Discussion in 'Support Subforum' started by If 6 was 9, Jan 30, 2017.

  1. If 6 was 9

    If 6 was 9 Peer Supporter

    Hi there,

    I'm on day 2 so I thought I'd give you my story.

    As the title of this post says, I've had lower back pain for about 25 years. I injured my back after doing a lot of sustained work up a ladder doing house painting at the age of 22.

    I'd never had back pain before and suddenly I could barely walk, let alone stand up straight. The first person I saw was an acupuncturist who said he could fix me, and though I wanted to believe he made a difference, there was none.

    Gradually my back got better enough so I could go back to living a normal life until the next flare-up, maybe within a year of the first. This time I saw an osteopath who looked at my stance and said I stood the wrong way, I slouched and should stand more upright with my chest puffed out and shoulders back. But he did give me some good advice, he advised me to do some swimming.

    As I'd done a lot of swimming training when I was younger, this was easy to do and anyway, I had been thinking of doing more exercise. So I started doing lots of swimming and kept seeing the osteo every few weeks. After about three months swimming, he said my back had really improved, which I believe it had, but then I'd noticed that my right shoulder had really started hurting the more I swam.

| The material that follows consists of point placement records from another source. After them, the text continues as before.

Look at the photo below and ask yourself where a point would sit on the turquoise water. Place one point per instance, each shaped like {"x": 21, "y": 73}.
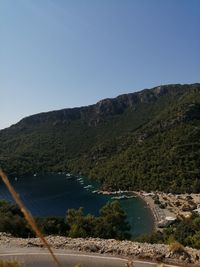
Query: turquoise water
{"x": 53, "y": 194}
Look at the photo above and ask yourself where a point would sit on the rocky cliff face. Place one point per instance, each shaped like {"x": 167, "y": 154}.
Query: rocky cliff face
{"x": 132, "y": 141}
{"x": 94, "y": 114}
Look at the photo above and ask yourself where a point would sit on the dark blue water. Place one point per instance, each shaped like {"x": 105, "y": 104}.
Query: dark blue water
{"x": 53, "y": 194}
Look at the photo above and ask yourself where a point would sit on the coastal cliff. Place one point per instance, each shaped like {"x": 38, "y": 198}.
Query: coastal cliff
{"x": 147, "y": 140}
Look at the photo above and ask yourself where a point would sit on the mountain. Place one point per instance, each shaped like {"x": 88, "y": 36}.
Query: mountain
{"x": 146, "y": 140}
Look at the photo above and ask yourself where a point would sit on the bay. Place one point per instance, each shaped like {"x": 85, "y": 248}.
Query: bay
{"x": 53, "y": 194}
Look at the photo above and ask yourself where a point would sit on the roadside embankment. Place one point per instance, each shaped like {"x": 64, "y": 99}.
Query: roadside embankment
{"x": 128, "y": 249}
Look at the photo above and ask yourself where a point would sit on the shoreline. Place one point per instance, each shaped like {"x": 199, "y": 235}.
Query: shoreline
{"x": 150, "y": 208}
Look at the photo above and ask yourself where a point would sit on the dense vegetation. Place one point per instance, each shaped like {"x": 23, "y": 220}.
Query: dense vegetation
{"x": 111, "y": 223}
{"x": 186, "y": 232}
{"x": 147, "y": 140}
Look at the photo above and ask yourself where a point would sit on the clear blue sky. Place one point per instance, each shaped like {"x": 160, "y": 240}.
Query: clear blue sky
{"x": 64, "y": 53}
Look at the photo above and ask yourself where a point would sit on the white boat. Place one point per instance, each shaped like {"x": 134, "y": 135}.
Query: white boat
{"x": 88, "y": 186}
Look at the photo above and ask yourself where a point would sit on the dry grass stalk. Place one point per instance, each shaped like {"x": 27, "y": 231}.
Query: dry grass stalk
{"x": 5, "y": 263}
{"x": 29, "y": 218}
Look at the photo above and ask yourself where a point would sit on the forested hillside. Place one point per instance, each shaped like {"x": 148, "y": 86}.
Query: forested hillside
{"x": 146, "y": 140}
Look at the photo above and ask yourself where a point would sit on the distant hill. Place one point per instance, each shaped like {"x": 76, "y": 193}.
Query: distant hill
{"x": 146, "y": 140}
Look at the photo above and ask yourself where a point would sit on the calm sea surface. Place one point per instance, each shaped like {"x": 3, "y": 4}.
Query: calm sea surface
{"x": 53, "y": 194}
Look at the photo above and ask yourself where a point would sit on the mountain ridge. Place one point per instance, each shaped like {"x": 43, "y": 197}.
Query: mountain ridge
{"x": 129, "y": 99}
{"x": 141, "y": 140}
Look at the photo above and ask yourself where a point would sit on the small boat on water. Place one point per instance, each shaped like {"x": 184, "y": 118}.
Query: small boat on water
{"x": 88, "y": 186}
{"x": 119, "y": 197}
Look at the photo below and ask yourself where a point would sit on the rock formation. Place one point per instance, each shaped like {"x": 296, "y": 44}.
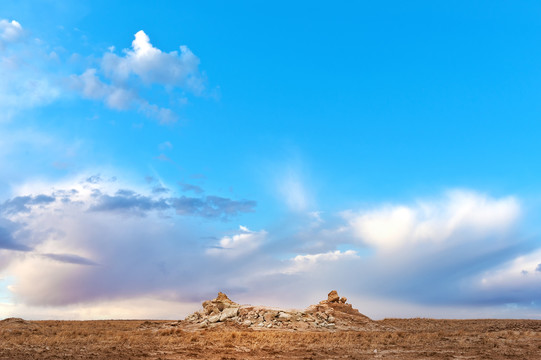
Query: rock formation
{"x": 333, "y": 313}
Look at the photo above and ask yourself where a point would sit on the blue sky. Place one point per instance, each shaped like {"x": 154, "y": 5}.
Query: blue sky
{"x": 154, "y": 154}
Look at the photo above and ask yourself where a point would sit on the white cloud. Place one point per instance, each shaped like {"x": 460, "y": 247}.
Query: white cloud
{"x": 293, "y": 191}
{"x": 93, "y": 88}
{"x": 395, "y": 226}
{"x": 118, "y": 97}
{"x": 303, "y": 263}
{"x": 116, "y": 81}
{"x": 518, "y": 276}
{"x": 239, "y": 244}
{"x": 154, "y": 66}
{"x": 10, "y": 31}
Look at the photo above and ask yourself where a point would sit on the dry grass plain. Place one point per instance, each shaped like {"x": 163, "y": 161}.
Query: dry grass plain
{"x": 405, "y": 339}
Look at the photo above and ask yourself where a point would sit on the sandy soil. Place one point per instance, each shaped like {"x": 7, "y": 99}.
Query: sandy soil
{"x": 401, "y": 339}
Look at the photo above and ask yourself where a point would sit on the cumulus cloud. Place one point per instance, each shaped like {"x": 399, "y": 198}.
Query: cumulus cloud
{"x": 69, "y": 259}
{"x": 23, "y": 203}
{"x": 86, "y": 241}
{"x": 116, "y": 81}
{"x": 460, "y": 212}
{"x": 154, "y": 66}
{"x": 8, "y": 243}
{"x": 303, "y": 263}
{"x": 120, "y": 242}
{"x": 239, "y": 244}
{"x": 10, "y": 31}
{"x": 190, "y": 187}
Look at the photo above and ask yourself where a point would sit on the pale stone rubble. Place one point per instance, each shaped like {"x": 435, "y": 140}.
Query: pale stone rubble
{"x": 333, "y": 313}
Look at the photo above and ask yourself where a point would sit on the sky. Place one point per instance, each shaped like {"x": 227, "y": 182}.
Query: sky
{"x": 155, "y": 153}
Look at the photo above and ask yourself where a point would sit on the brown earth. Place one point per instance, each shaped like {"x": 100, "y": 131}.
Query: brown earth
{"x": 230, "y": 339}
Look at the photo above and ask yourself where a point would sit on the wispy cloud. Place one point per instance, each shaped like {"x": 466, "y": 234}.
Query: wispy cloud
{"x": 117, "y": 80}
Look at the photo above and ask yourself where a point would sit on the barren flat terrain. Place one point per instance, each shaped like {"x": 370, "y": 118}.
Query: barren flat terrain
{"x": 402, "y": 339}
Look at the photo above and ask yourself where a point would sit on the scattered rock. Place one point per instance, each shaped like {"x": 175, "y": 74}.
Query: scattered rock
{"x": 332, "y": 313}
{"x": 333, "y": 297}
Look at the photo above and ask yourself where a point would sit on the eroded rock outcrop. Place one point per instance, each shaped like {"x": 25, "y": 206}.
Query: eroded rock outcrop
{"x": 333, "y": 313}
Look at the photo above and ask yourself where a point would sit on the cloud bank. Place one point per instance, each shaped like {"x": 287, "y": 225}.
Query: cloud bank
{"x": 463, "y": 249}
{"x": 117, "y": 80}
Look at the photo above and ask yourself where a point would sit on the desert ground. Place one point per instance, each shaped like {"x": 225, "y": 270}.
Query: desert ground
{"x": 412, "y": 339}
{"x": 224, "y": 330}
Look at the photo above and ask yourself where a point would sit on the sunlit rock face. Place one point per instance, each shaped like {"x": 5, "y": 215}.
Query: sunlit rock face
{"x": 333, "y": 313}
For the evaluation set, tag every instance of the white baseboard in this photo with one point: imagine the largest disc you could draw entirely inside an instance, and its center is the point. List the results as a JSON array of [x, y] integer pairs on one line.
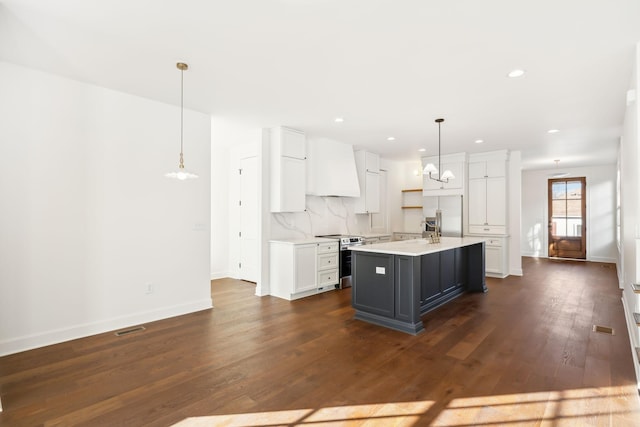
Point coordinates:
[[631, 323], [602, 259], [219, 275], [57, 336], [516, 272]]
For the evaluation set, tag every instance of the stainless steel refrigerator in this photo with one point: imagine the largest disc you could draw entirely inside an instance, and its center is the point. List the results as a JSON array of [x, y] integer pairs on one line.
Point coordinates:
[[451, 208]]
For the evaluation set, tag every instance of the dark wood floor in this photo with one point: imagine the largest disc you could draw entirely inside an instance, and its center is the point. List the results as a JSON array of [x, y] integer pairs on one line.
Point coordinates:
[[522, 354]]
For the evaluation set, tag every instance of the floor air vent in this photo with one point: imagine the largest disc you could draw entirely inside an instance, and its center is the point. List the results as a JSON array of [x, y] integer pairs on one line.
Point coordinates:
[[129, 331], [603, 329]]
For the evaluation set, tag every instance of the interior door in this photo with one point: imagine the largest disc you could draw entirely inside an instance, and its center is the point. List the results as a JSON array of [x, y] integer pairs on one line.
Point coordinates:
[[567, 218], [249, 219]]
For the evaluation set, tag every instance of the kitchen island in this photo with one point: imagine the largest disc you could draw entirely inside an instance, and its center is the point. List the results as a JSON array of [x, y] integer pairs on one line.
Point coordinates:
[[395, 283]]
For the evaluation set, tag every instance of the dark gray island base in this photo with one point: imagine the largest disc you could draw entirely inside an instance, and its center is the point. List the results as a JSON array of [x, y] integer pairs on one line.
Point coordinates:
[[395, 283]]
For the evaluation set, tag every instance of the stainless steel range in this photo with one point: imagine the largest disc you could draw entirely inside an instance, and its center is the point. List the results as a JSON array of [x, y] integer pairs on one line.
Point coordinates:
[[346, 243]]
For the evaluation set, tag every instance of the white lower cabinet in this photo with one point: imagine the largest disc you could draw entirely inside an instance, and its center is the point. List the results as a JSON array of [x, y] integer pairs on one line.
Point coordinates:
[[406, 236], [302, 268], [496, 259], [327, 256]]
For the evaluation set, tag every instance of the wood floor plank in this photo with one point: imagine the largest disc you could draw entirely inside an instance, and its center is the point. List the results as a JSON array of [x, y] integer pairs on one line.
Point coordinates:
[[522, 354]]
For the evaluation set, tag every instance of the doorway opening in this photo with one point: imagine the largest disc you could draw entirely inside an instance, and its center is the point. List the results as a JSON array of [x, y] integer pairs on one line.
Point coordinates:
[[567, 218]]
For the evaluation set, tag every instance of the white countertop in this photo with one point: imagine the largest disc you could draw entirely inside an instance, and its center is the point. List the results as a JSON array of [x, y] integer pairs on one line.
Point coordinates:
[[304, 241], [375, 235], [417, 247]]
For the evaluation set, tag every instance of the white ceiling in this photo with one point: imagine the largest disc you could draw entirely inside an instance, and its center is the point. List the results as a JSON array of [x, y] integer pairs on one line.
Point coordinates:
[[389, 67]]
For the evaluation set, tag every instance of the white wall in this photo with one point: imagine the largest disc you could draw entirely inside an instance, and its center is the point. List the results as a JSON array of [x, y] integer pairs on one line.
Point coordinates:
[[87, 217], [628, 262], [601, 193], [515, 212]]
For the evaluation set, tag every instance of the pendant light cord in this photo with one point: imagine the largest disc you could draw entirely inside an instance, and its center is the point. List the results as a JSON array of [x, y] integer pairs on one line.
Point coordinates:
[[181, 108], [439, 158]]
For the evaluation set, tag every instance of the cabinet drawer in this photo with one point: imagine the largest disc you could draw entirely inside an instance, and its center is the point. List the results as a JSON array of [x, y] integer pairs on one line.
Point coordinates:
[[327, 261], [487, 229], [327, 247], [494, 242], [328, 277]]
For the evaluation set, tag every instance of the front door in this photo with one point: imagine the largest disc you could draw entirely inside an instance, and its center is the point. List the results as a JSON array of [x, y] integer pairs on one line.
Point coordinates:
[[567, 218]]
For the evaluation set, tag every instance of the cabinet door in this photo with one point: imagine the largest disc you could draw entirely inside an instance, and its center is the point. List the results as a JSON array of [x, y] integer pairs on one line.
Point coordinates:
[[292, 182], [372, 192], [493, 259], [496, 204], [477, 201], [372, 162], [305, 277], [293, 144]]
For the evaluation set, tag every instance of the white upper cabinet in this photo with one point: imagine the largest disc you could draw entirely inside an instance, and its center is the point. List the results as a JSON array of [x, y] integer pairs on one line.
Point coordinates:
[[488, 193], [456, 163], [288, 170], [368, 167]]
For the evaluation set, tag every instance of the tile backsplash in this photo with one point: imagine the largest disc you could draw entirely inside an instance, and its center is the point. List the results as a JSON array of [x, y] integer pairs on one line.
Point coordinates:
[[324, 215]]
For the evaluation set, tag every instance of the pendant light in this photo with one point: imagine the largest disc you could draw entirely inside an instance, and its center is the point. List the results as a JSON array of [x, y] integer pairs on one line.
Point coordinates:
[[181, 173], [430, 168]]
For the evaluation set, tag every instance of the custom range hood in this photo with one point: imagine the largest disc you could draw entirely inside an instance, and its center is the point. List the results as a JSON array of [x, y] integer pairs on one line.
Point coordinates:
[[331, 168]]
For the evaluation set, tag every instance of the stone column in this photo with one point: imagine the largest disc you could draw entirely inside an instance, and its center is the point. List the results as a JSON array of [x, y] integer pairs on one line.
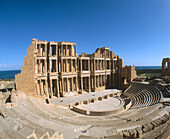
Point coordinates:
[[51, 90], [38, 88], [67, 85], [94, 83], [81, 65], [42, 88], [57, 88], [94, 64], [46, 88], [66, 51], [89, 85], [76, 84], [63, 86], [98, 81], [71, 65], [40, 66], [81, 84], [72, 85], [40, 50]]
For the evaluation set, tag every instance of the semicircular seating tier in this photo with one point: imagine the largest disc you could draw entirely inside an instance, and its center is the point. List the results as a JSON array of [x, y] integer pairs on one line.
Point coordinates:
[[143, 95]]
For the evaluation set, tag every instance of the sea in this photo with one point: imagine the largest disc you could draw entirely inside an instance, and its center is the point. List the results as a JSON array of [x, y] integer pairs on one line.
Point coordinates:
[[10, 74]]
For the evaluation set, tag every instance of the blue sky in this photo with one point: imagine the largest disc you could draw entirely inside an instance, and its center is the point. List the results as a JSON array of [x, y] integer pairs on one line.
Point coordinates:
[[136, 30]]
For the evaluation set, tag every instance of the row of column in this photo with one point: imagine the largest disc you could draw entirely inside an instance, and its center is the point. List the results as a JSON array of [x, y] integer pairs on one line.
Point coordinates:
[[85, 84], [41, 66], [66, 51], [42, 87], [65, 67], [81, 65], [100, 64], [42, 49]]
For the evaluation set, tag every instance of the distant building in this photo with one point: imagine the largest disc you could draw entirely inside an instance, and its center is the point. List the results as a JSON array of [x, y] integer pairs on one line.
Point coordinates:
[[55, 69], [166, 67]]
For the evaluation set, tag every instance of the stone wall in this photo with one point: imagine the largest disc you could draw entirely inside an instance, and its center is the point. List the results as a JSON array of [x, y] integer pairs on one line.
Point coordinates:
[[166, 66], [54, 69], [25, 80]]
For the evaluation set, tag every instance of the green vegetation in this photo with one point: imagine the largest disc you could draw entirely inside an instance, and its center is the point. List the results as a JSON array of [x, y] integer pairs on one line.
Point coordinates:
[[149, 72]]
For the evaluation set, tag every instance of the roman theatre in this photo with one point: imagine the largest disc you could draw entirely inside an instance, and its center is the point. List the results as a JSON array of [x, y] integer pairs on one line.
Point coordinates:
[[60, 94]]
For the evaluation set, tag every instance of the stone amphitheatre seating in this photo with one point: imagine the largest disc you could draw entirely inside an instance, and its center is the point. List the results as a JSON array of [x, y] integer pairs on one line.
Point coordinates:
[[33, 118], [144, 95]]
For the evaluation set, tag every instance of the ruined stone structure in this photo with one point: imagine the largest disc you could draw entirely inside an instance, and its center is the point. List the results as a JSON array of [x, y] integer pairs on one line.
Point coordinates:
[[55, 69], [166, 66]]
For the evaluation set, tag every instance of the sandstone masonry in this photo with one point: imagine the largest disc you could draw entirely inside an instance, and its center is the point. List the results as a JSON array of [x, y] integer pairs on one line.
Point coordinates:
[[55, 69]]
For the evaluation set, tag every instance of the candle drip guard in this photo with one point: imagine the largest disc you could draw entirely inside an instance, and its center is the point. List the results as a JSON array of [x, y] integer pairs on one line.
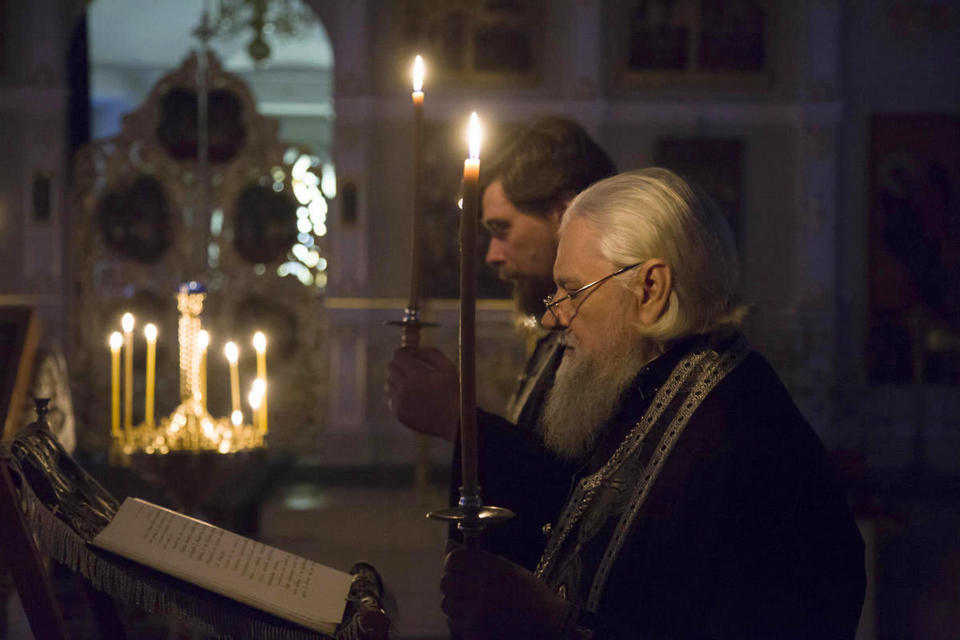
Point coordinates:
[[190, 427]]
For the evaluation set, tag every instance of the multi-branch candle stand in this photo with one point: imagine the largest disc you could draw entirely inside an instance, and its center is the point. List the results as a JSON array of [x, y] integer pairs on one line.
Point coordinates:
[[190, 452]]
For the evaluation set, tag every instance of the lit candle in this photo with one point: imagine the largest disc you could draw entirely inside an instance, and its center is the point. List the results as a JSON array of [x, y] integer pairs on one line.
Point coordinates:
[[260, 345], [468, 242], [257, 397], [126, 323], [150, 333], [116, 342], [230, 350], [203, 341], [411, 332]]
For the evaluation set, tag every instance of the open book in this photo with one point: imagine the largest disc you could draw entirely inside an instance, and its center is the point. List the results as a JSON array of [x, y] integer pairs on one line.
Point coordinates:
[[255, 574]]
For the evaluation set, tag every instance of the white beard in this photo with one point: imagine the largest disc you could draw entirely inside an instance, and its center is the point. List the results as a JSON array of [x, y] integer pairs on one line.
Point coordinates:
[[586, 391]]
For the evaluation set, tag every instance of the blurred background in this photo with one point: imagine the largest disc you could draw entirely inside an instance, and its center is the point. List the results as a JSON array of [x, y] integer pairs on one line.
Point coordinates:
[[828, 130]]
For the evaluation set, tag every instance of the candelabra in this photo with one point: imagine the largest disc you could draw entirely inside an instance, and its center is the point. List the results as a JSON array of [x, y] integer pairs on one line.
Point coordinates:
[[190, 427]]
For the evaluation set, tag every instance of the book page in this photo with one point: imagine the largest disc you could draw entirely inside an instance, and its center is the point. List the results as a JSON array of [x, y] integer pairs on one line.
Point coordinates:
[[261, 576]]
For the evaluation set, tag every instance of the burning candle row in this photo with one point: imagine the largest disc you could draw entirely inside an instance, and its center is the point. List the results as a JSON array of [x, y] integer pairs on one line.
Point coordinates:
[[123, 342]]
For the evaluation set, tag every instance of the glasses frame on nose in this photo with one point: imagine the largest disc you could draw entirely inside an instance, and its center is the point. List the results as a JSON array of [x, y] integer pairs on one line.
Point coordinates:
[[554, 310]]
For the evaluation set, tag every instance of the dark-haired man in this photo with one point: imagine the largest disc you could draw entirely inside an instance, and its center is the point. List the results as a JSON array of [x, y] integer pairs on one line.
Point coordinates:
[[525, 190], [706, 506]]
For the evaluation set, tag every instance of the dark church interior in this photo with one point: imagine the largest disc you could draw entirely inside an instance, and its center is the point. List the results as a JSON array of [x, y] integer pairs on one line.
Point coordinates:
[[246, 166]]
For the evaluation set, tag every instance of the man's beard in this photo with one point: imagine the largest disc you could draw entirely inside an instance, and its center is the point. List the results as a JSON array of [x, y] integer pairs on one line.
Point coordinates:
[[528, 295], [587, 390]]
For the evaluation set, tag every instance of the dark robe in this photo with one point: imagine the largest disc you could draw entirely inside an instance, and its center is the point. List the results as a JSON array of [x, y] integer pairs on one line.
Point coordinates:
[[739, 529], [535, 490]]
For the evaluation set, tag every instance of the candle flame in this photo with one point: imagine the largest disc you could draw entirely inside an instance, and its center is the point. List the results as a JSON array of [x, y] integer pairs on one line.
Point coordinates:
[[473, 136], [255, 398], [259, 342], [418, 74]]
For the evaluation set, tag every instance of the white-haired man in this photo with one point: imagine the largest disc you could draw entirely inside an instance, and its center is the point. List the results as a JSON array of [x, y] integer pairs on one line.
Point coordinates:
[[706, 507]]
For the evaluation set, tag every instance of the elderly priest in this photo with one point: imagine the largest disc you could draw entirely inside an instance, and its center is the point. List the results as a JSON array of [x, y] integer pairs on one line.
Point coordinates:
[[705, 506]]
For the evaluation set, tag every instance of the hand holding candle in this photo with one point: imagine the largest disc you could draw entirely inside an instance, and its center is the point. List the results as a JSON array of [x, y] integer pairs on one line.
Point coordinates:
[[116, 343], [150, 333], [411, 332], [127, 323], [468, 241]]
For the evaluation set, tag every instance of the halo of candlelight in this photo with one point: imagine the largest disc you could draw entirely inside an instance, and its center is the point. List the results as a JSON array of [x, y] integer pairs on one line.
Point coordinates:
[[418, 73], [473, 136]]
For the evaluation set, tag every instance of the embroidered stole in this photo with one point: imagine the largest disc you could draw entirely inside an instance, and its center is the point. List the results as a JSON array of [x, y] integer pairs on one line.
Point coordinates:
[[631, 471]]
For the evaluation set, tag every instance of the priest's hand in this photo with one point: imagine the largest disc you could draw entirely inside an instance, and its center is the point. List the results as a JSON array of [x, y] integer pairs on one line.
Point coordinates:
[[486, 596], [423, 392]]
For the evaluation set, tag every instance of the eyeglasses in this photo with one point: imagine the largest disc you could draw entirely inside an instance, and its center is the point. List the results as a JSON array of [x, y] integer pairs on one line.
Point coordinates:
[[551, 304]]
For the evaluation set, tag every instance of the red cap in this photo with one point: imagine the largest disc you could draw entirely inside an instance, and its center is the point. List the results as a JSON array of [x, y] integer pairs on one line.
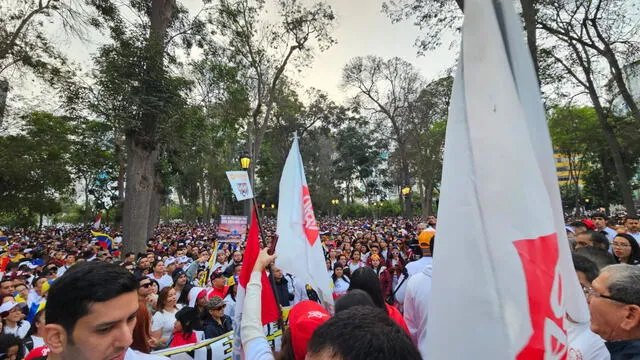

    "That's really bad," he said, and basically told me there was nothing I could do about it, other than stopping swimming. This gutted me, I didn't want to believe it - but the more I swam, the sorer it became. And it would only improve if I stopped swimming. And then my back would get bad again.

    This has been a recurring pattern in the 20 odd years since. I've pretty much kept the swimming up in fits and starts. Apart from doing it with a view to fixing my back, I like what it does to my brain (endorphins), and as I have a propensity to over-eat, it keeps me relatively slim.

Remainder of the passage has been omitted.